Markup can also be inserted automatically, using information that is already present in the transcribed file to infer the presence of structural and content features that need to be encoded. In a word-processing file or in the output of an OCR process, there may be sufficient formatting information (such as paragraph indentation or inter-paragraph spacing, font shifts, marginal white space, and so forth) to allow for automated encoding of pages, columns, line breaks, paragraphs, sections, and other simple structural features. It may also be possible to automatically encode names (using capitalization and comparison with a dictionary), sentences (using punctuation and spacing), dates (using number patterns), and quotations (from the presence of quotation marks). Clearly the success of the encoding will depend on the consistency of the textual symptoms you use as a basis; one missing quotation mark could produce wildly incorrect results. In some documents, automated routines of this sort may be very productive, and in others they may be more trouble than they are worth. In your document analysis, it is worth taking stock of the various features that might lend themselves to such automation. The tools for automated encoding of this sort typically do not exist in standard, public form, partly because the heuristics for successfully identifying these features vary so much from one set of documents to another; most projects that use them either build them themselves, or modify tools built by another project.

If you are tagging your texts by hand, and particularly if your project involves multiple encoders, there are also techniques you can use which will help ensure consistency.

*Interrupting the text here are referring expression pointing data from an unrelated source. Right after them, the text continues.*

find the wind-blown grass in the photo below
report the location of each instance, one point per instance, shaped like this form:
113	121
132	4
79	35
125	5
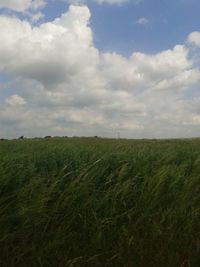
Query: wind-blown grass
96	202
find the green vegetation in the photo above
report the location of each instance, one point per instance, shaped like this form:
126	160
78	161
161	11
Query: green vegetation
96	202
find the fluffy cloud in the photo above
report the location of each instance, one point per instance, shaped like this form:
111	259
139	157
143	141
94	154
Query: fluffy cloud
194	38
15	100
63	85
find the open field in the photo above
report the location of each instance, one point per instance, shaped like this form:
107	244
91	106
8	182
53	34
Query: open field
99	202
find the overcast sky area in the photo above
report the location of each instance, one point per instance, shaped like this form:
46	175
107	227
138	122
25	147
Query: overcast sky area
98	67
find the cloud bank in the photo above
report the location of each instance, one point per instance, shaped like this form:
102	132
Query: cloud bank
61	84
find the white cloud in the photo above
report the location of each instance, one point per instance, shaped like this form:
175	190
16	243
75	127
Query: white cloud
66	86
110	2
194	38
22	5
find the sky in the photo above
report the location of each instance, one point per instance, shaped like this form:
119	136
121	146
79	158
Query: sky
100	67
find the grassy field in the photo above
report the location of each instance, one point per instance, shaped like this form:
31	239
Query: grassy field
96	202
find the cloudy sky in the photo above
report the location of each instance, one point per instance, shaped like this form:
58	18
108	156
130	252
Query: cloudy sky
97	67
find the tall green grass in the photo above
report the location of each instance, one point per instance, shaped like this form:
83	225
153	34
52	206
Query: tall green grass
96	202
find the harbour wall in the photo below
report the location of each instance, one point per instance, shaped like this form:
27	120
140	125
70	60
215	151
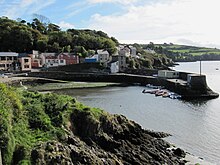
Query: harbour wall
197	89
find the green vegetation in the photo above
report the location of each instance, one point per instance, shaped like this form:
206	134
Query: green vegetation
21	36
188	53
148	60
30	118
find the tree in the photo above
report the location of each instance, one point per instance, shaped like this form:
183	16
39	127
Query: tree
52	27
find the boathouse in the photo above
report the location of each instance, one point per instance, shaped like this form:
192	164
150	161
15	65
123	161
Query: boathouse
168	74
196	81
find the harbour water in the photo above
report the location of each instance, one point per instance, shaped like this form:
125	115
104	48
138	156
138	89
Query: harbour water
194	125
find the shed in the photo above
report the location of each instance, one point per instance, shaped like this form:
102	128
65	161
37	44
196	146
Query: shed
168	74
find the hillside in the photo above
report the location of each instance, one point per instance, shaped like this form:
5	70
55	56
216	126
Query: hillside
21	36
55	129
189	53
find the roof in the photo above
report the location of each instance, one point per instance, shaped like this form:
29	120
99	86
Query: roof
102	52
10	54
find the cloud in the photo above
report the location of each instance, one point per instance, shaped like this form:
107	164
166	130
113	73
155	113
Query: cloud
22	8
65	25
193	20
113	1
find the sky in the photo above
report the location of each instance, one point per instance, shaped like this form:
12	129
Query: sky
189	22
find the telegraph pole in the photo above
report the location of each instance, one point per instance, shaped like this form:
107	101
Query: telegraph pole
200	67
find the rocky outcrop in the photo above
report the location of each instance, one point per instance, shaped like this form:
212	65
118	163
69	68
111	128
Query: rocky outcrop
106	139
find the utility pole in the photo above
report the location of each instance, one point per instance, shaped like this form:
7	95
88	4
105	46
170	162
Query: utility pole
0	158
200	67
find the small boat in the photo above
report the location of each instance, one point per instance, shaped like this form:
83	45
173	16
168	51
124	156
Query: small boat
150	91
153	86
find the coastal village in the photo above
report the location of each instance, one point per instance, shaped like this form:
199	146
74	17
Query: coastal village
26	62
187	85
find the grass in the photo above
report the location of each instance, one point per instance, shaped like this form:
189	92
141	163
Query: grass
30	118
69	85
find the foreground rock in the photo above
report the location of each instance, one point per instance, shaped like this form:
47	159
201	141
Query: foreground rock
106	139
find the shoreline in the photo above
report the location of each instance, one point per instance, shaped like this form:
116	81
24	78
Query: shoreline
189	157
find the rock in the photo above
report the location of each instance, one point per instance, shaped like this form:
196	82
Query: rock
110	139
179	152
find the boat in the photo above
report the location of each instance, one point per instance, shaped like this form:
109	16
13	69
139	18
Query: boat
154	86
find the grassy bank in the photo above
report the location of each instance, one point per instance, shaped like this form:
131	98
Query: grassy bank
28	119
68	85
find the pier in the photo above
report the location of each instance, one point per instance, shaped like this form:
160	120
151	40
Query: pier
188	85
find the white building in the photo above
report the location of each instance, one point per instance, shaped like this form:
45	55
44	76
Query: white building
133	51
168	74
125	51
114	67
103	56
51	62
6	60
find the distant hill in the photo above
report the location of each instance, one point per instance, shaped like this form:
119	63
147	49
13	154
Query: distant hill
189	53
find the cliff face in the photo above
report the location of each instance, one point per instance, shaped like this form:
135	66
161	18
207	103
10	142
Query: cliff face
112	139
53	129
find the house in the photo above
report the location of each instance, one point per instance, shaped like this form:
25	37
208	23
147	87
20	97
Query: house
168	74
103	56
121	61
36	59
133	51
125	51
51	61
25	63
90	60
69	58
7	59
196	81
114	67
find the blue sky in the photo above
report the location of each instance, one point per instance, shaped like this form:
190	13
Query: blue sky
191	22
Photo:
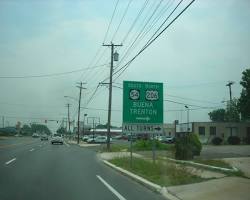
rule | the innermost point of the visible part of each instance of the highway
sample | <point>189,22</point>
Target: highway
<point>33,169</point>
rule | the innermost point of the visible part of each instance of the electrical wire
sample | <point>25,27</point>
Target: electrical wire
<point>122,69</point>
<point>124,14</point>
<point>50,75</point>
<point>110,22</point>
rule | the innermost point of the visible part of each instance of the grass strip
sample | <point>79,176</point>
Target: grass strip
<point>161,173</point>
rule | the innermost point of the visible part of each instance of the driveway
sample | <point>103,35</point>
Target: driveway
<point>225,151</point>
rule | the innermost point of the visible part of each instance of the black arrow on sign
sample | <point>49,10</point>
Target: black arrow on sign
<point>158,128</point>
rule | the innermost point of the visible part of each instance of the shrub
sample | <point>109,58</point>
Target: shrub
<point>143,145</point>
<point>247,140</point>
<point>196,144</point>
<point>233,140</point>
<point>187,146</point>
<point>217,141</point>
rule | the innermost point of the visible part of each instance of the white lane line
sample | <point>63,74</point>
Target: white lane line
<point>120,197</point>
<point>66,144</point>
<point>10,161</point>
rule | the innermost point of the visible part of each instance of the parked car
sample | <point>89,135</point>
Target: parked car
<point>133,138</point>
<point>57,138</point>
<point>168,139</point>
<point>44,137</point>
<point>91,139</point>
<point>35,135</point>
<point>101,139</point>
<point>85,138</point>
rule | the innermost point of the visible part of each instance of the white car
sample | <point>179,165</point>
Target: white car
<point>57,138</point>
<point>102,139</point>
<point>85,138</point>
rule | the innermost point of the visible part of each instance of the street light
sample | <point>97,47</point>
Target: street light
<point>84,122</point>
<point>187,118</point>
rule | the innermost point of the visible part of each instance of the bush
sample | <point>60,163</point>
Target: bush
<point>196,144</point>
<point>217,141</point>
<point>246,140</point>
<point>143,145</point>
<point>233,140</point>
<point>188,146</point>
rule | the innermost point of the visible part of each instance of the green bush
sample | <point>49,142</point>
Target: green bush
<point>217,141</point>
<point>196,144</point>
<point>246,140</point>
<point>187,146</point>
<point>144,145</point>
<point>233,140</point>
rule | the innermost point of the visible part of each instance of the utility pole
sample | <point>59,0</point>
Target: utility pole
<point>3,120</point>
<point>68,115</point>
<point>230,83</point>
<point>79,110</point>
<point>110,87</point>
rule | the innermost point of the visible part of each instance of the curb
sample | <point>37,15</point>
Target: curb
<point>148,184</point>
<point>204,165</point>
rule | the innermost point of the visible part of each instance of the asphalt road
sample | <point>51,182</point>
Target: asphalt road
<point>31,169</point>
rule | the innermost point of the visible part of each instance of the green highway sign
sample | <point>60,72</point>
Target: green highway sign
<point>142,106</point>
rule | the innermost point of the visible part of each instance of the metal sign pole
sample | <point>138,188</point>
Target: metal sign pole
<point>153,148</point>
<point>131,136</point>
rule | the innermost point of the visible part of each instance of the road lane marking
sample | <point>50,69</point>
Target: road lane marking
<point>10,161</point>
<point>120,197</point>
<point>66,144</point>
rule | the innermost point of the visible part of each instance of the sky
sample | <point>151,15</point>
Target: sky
<point>207,46</point>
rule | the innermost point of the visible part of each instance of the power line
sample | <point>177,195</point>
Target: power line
<point>141,31</point>
<point>176,102</point>
<point>49,75</point>
<point>135,20</point>
<point>110,22</point>
<point>124,14</point>
<point>151,41</point>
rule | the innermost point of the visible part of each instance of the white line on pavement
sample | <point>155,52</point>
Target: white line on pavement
<point>10,161</point>
<point>66,144</point>
<point>120,197</point>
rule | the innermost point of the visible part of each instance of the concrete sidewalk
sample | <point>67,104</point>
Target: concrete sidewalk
<point>222,188</point>
<point>228,188</point>
<point>241,163</point>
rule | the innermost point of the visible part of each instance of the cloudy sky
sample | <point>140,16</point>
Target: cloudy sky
<point>61,41</point>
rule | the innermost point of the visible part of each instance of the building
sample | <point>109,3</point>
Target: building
<point>208,130</point>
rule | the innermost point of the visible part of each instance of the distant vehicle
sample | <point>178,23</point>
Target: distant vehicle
<point>91,138</point>
<point>57,138</point>
<point>166,139</point>
<point>44,137</point>
<point>118,137</point>
<point>35,135</point>
<point>102,139</point>
<point>85,138</point>
<point>170,139</point>
<point>133,138</point>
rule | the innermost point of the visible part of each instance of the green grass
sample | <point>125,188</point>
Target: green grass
<point>147,145</point>
<point>113,148</point>
<point>161,173</point>
<point>215,163</point>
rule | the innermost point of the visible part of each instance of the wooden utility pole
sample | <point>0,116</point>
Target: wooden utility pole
<point>68,115</point>
<point>79,110</point>
<point>110,90</point>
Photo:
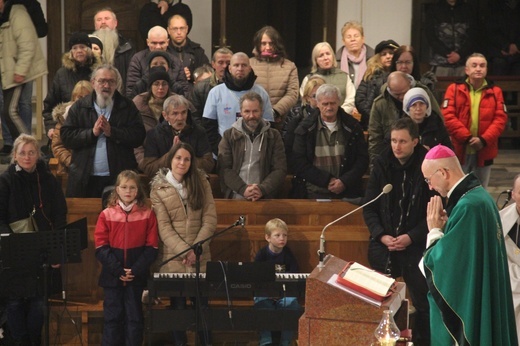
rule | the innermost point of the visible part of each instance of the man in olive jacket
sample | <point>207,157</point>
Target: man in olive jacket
<point>102,130</point>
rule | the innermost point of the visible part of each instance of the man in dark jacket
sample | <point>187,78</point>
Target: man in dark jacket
<point>185,52</point>
<point>329,151</point>
<point>177,126</point>
<point>397,221</point>
<point>102,130</point>
<point>117,50</point>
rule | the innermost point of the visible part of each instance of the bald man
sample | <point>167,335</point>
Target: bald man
<point>222,107</point>
<point>465,262</point>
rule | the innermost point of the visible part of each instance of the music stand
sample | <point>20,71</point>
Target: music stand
<point>30,250</point>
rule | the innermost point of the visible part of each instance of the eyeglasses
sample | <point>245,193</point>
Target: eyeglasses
<point>428,180</point>
<point>110,82</point>
<point>30,153</point>
<point>181,29</point>
<point>160,84</point>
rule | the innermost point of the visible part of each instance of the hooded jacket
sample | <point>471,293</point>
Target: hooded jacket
<point>236,145</point>
<point>179,226</point>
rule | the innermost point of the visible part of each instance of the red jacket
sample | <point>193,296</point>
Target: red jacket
<point>125,241</point>
<point>456,109</point>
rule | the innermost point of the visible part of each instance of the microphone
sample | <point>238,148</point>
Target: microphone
<point>321,252</point>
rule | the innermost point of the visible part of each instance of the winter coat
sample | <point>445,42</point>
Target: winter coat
<point>280,80</point>
<point>21,193</point>
<point>127,133</point>
<point>20,50</point>
<point>456,108</point>
<point>59,151</point>
<point>159,141</point>
<point>63,83</point>
<point>355,158</point>
<point>273,166</point>
<point>340,79</point>
<point>180,227</point>
<point>384,112</point>
<point>403,210</point>
<point>367,92</point>
<point>125,240</point>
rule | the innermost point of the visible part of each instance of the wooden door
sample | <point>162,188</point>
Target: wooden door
<point>79,16</point>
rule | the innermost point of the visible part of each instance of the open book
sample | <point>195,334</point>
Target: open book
<point>365,280</point>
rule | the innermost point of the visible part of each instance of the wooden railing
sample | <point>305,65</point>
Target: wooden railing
<point>348,239</point>
<point>510,86</point>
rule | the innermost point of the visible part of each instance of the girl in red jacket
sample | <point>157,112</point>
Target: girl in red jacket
<point>126,245</point>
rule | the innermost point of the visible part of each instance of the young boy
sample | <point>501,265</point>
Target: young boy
<point>284,261</point>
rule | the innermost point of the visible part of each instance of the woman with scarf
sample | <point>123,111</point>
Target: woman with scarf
<point>277,74</point>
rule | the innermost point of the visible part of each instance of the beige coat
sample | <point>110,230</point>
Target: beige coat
<point>20,50</point>
<point>178,227</point>
<point>280,81</point>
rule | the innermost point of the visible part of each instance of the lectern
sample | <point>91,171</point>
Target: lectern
<point>335,317</point>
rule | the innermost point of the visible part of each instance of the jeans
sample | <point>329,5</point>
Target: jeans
<point>288,303</point>
<point>25,319</point>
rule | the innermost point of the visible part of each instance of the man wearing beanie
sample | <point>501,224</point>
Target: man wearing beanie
<point>475,114</point>
<point>157,40</point>
<point>465,262</point>
<point>21,62</point>
<point>77,64</point>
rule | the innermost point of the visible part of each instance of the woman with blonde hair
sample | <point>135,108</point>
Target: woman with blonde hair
<point>325,65</point>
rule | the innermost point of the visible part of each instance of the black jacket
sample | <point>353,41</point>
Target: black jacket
<point>127,133</point>
<point>355,158</point>
<point>409,197</point>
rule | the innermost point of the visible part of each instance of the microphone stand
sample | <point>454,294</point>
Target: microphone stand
<point>321,252</point>
<point>197,249</point>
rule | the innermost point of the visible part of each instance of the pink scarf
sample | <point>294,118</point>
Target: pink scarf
<point>360,60</point>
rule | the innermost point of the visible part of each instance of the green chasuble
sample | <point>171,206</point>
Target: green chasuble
<point>467,274</point>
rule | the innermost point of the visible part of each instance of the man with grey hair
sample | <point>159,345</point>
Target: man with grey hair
<point>329,152</point>
<point>102,130</point>
<point>222,107</point>
<point>251,157</point>
<point>177,126</point>
<point>199,95</point>
<point>117,50</point>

  • Develop and maintain a template for new documents. It should include, at a minimum, a skeletal TEI header with all the elements required for your project, plus a simple document outline showing the basic elements that will appear in all of your documents. For instance, if you are encoding a collection of letters, your template might include elements for the opener of each letter (the dateline, salutation, and so forth). We provide some sample templates to illustrate how this might work, and these may be taken and modified as needed to suit local practice.
  • Develop stylesheets to display and check essential information. Stylesheets describe how documents are presented on a screen and in print. There is a rule of thumb saying that any time you display your data, in any format at all, you will instantly spot inconsistencies and errors. For this reason it is a good idea to develop a variety of displays for internal use, so that you’re the first to see these errors. Create a simple stylesheet using XSLT or CSS (we provide some samples) that will make it easy to see when essential information is missing or inconsistent. Your encoders can use the stylesheet as a quick check to see whether they are doing things right, and it can also be used by project managers to look for errors and inconsistencies across multiple encoded files.